Campus Corner

"Coachchar-la-weis" couldn't save Florida's offense

Updated: 2012-07-18T16:16:51Z

By BLAIR KERKHOFF

The Kansas City Star

— To Florida running back Mike Gillislee, last year’s offensive coordinator didn’t have a first or last name. It all ran together as “Coachchar-la-weis.”

“Coachchar-la-weis, he was fun to be around, I miss that about him,” said Gillislee, the Gators’ top rusher last season with 920 yards.

Was he different than any of Gillislee’s other coaches?

“Maybe showed some favoritism, with the starters,” said Gillislee, who wouldn’t be more specific. “I liked Coachchar-la-weis, nothing but good things.”
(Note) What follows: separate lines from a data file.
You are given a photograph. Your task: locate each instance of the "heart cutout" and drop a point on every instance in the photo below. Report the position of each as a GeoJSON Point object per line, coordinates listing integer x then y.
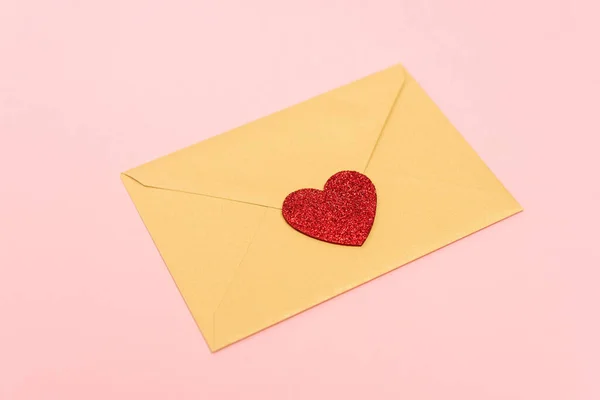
{"type": "Point", "coordinates": [342, 213]}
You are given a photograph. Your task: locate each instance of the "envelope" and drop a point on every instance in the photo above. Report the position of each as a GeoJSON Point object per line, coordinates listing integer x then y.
{"type": "Point", "coordinates": [214, 209]}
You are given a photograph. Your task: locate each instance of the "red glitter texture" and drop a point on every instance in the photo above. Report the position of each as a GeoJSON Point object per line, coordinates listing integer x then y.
{"type": "Point", "coordinates": [343, 212]}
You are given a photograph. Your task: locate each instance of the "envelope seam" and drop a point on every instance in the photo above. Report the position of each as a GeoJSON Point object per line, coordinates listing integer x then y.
{"type": "Point", "coordinates": [387, 118]}
{"type": "Point", "coordinates": [200, 194]}
{"type": "Point", "coordinates": [235, 271]}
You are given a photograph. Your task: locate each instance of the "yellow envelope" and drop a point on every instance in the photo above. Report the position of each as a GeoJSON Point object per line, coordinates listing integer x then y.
{"type": "Point", "coordinates": [214, 209]}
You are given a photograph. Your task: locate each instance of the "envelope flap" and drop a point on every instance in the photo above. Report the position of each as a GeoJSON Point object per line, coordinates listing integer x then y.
{"type": "Point", "coordinates": [301, 146]}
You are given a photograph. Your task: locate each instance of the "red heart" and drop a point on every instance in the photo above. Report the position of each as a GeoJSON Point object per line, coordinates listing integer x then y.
{"type": "Point", "coordinates": [343, 212]}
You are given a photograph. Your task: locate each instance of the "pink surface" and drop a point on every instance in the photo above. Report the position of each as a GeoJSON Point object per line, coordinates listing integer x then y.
{"type": "Point", "coordinates": [89, 89]}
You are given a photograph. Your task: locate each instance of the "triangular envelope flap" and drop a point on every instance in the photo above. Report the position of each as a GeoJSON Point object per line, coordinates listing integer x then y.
{"type": "Point", "coordinates": [202, 241]}
{"type": "Point", "coordinates": [301, 146]}
{"type": "Point", "coordinates": [420, 143]}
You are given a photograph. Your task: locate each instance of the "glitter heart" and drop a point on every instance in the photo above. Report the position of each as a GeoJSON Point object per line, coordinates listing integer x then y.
{"type": "Point", "coordinates": [343, 212]}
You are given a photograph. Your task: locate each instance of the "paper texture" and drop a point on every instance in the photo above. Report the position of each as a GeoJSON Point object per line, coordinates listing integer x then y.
{"type": "Point", "coordinates": [214, 209]}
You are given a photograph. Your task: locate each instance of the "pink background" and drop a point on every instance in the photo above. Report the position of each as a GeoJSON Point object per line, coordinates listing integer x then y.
{"type": "Point", "coordinates": [91, 88]}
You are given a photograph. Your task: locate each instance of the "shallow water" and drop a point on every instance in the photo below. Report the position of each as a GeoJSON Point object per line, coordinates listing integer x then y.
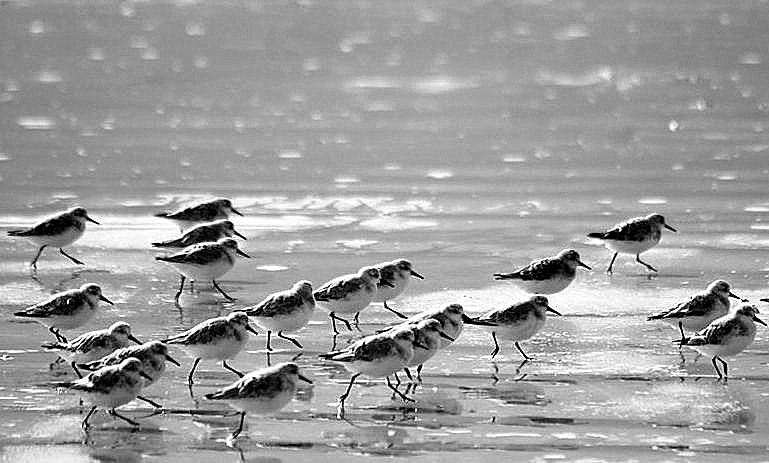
{"type": "Point", "coordinates": [469, 137]}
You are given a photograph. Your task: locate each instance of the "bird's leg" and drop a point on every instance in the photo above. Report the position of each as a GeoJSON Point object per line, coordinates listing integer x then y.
{"type": "Point", "coordinates": [85, 424]}
{"type": "Point", "coordinates": [496, 345]}
{"type": "Point", "coordinates": [296, 343]}
{"type": "Point", "coordinates": [393, 310]}
{"type": "Point", "coordinates": [638, 259]}
{"type": "Point", "coordinates": [224, 364]}
{"type": "Point", "coordinates": [78, 262]}
{"type": "Point", "coordinates": [216, 285]}
{"type": "Point", "coordinates": [189, 377]}
{"type": "Point", "coordinates": [518, 346]}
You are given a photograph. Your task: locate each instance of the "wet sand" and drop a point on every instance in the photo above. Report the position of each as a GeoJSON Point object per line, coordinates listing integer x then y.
{"type": "Point", "coordinates": [469, 139]}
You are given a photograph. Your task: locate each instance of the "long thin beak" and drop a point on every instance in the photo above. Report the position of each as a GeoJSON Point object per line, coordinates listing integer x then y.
{"type": "Point", "coordinates": [550, 309]}
{"type": "Point", "coordinates": [445, 336]}
{"type": "Point", "coordinates": [472, 321]}
{"type": "Point", "coordinates": [243, 254]}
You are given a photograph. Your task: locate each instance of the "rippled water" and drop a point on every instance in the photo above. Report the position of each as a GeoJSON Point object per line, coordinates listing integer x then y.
{"type": "Point", "coordinates": [467, 136]}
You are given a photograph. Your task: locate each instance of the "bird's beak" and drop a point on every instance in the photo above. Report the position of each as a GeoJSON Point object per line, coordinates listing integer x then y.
{"type": "Point", "coordinates": [472, 321]}
{"type": "Point", "coordinates": [550, 309]}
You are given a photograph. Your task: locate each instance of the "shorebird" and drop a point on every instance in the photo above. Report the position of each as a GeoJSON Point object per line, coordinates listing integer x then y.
{"type": "Point", "coordinates": [66, 310]}
{"type": "Point", "coordinates": [546, 276]}
{"type": "Point", "coordinates": [394, 276]}
{"type": "Point", "coordinates": [288, 310]}
{"type": "Point", "coordinates": [58, 231]}
{"type": "Point", "coordinates": [261, 392]}
{"type": "Point", "coordinates": [633, 236]}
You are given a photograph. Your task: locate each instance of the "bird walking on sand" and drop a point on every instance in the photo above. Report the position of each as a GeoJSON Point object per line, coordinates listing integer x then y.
{"type": "Point", "coordinates": [93, 345]}
{"type": "Point", "coordinates": [66, 310]}
{"type": "Point", "coordinates": [633, 236]}
{"type": "Point", "coordinates": [200, 212]}
{"type": "Point", "coordinates": [546, 276]}
{"type": "Point", "coordinates": [111, 387]}
{"type": "Point", "coordinates": [518, 322]}
{"type": "Point", "coordinates": [204, 261]}
{"type": "Point", "coordinates": [394, 276]}
{"type": "Point", "coordinates": [261, 392]}
{"type": "Point", "coordinates": [726, 336]}
{"type": "Point", "coordinates": [288, 310]}
{"type": "Point", "coordinates": [219, 338]}
{"type": "Point", "coordinates": [58, 231]}
{"type": "Point", "coordinates": [348, 294]}
{"type": "Point", "coordinates": [701, 309]}
{"type": "Point", "coordinates": [212, 231]}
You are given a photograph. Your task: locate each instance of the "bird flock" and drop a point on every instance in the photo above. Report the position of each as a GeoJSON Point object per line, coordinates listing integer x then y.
{"type": "Point", "coordinates": [118, 370]}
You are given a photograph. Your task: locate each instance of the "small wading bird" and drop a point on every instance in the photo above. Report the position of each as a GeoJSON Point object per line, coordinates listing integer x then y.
{"type": "Point", "coordinates": [204, 261]}
{"type": "Point", "coordinates": [546, 276]}
{"type": "Point", "coordinates": [58, 231]}
{"type": "Point", "coordinates": [261, 392]}
{"type": "Point", "coordinates": [66, 310]}
{"type": "Point", "coordinates": [201, 212]}
{"type": "Point", "coordinates": [726, 336]}
{"type": "Point", "coordinates": [634, 236]}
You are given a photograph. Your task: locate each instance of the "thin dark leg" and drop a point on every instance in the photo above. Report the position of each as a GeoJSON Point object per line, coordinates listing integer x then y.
{"type": "Point", "coordinates": [216, 285]}
{"type": "Point", "coordinates": [77, 372]}
{"type": "Point", "coordinates": [78, 262]}
{"type": "Point", "coordinates": [393, 310]}
{"type": "Point", "coordinates": [496, 345]}
{"type": "Point", "coordinates": [189, 377]}
{"type": "Point", "coordinates": [638, 259]}
{"type": "Point", "coordinates": [296, 343]}
{"type": "Point", "coordinates": [399, 393]}
{"type": "Point", "coordinates": [151, 402]}
{"type": "Point", "coordinates": [181, 287]}
{"type": "Point", "coordinates": [127, 420]}
{"type": "Point", "coordinates": [85, 424]}
{"type": "Point", "coordinates": [33, 264]}
{"type": "Point", "coordinates": [518, 346]}
{"type": "Point", "coordinates": [224, 364]}
{"type": "Point", "coordinates": [237, 432]}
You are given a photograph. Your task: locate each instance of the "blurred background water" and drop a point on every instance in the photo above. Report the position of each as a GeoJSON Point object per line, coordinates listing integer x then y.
{"type": "Point", "coordinates": [468, 136]}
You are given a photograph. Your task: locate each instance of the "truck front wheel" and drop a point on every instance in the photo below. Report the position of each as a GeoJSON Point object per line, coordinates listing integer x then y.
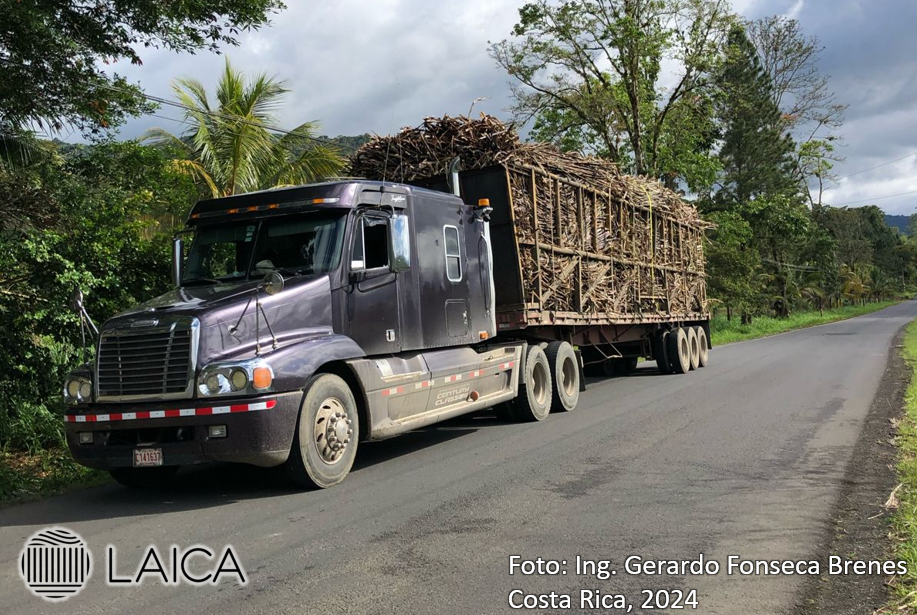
{"type": "Point", "coordinates": [327, 432]}
{"type": "Point", "coordinates": [565, 373]}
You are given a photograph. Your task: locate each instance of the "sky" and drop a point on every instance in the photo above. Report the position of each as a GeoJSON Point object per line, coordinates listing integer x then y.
{"type": "Point", "coordinates": [375, 66]}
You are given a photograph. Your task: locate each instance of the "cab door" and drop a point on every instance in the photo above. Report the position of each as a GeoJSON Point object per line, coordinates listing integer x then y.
{"type": "Point", "coordinates": [373, 319]}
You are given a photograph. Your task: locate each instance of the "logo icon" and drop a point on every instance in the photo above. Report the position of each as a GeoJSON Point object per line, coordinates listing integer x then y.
{"type": "Point", "coordinates": [55, 564]}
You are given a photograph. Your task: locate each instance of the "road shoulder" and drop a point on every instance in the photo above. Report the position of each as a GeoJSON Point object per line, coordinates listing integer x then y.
{"type": "Point", "coordinates": [859, 524]}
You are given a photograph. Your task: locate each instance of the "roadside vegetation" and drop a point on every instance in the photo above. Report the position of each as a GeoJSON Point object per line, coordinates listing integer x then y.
{"type": "Point", "coordinates": [724, 331]}
{"type": "Point", "coordinates": [904, 589]}
{"type": "Point", "coordinates": [750, 131]}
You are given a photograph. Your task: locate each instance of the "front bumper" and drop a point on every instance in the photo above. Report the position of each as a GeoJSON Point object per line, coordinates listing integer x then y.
{"type": "Point", "coordinates": [259, 431]}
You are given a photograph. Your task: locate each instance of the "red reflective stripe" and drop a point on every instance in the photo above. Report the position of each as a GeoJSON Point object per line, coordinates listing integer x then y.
{"type": "Point", "coordinates": [171, 413]}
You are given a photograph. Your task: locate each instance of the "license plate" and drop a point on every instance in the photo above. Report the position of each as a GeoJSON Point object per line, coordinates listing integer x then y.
{"type": "Point", "coordinates": [147, 457]}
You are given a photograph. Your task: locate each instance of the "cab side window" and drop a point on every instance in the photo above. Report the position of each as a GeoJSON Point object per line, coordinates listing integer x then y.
{"type": "Point", "coordinates": [370, 244]}
{"type": "Point", "coordinates": [453, 254]}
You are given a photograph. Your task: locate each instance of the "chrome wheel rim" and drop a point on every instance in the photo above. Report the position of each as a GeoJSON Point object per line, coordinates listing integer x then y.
{"type": "Point", "coordinates": [568, 377]}
{"type": "Point", "coordinates": [332, 431]}
{"type": "Point", "coordinates": [539, 383]}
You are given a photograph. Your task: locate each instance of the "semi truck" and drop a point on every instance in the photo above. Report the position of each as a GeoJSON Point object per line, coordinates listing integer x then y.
{"type": "Point", "coordinates": [307, 320]}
Perhaps Weis, now Kansas’ head coach, was doing anything he could to jump start an offense that went in the tank after senior quarterback John Brantley injured his ankle in the fifth game against Alabama. He missed the next two games and was limited the rest of the season.

“If John Brantley stays healthy, we’re going to have a chance,” said Gators head coach Will Muschamp. “Confidence is so key. When John went down that handcuffed us a little bit.”

As it would be for Kansas if the Jayhawks suffered an injury at quarterback. The offense belongs to Notre Dame transfer Dayne Crist, but there’s not another player in the program eligible this season who has taken a Division I snap.

Last year, Florida was forced to go with freshman Jacoby Brissett, a true freshman. He finished up against Alabama in his first extended playing time and played at LSU in his first start.

After spending three seasons as Texas’ defensive coordinator and being named the coach-in-waiting to succeed Mack Brown, Muschamp jumped at the chance to succeed Urban Meyer at Florida. He pulled off the surprising hire of Weis from the Chiefs.

The Gators finished 7-6 overall, the most losses since 1987 but beat Ohio State in the Gator Bowl. The offense has been turned over to coordinator Brent Pease, who was Boise State’s offensive coordinator last year.

The offensive numbers ranked in the bottom half of the SEC, 25.5 points and 328.7 yards per game. They were similar to Kansas’ 2011 figures (22.3 points and 326.8 yards) with a major difference: The Gators played in a ferocious defensive league, and the Jayhawks’ opponents are most offensive minded.